Foxtel’s long-delayed iQ2Go service is still in the pipeline and expected to be launched in the next 12 months, according to Foxtel sales and product development executive director Patrick Delany.
The Foxtel Download service would serve as a template for the introduction of a DRM-enabled service that will let customers move recordings off the Foxtel iQ for the first time, Delaney said.
“The iQ2Go has had many forms over the last five years. It started out as a ‘Moses-like’ tablet with its own spinning disk drive, then it moved to being a USB key and I think we’re now feeling that iQ2Go becomes even more ephemeral than that,” he said.
He said that the currently-dormant Ethernet port on the iQ and iQ2 will allow customers to connect their set-top boxes to a home network and move files off, as well as receive IPTV (internet TV) services sometime in 2010.

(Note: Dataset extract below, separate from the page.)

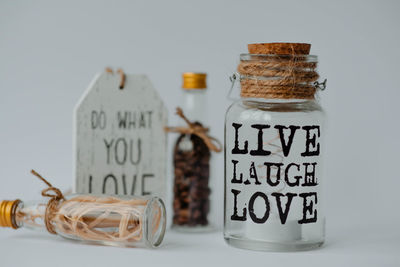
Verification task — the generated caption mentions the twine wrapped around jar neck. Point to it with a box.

“It should be devices linked by DLNA, it should be all that content and so if you’ve got something that is an easy device to encrypt, because all of our stuff is paid for by subscription, then why shouldn’t you be able to transfer it around. That’s why Next Generation is so interesting because you’ve paid once, why not watch many?” he said.
Foxtel Download’s service offers existing customers the opportunity to watch programming from up to 38 channels, but will only currently work on PC.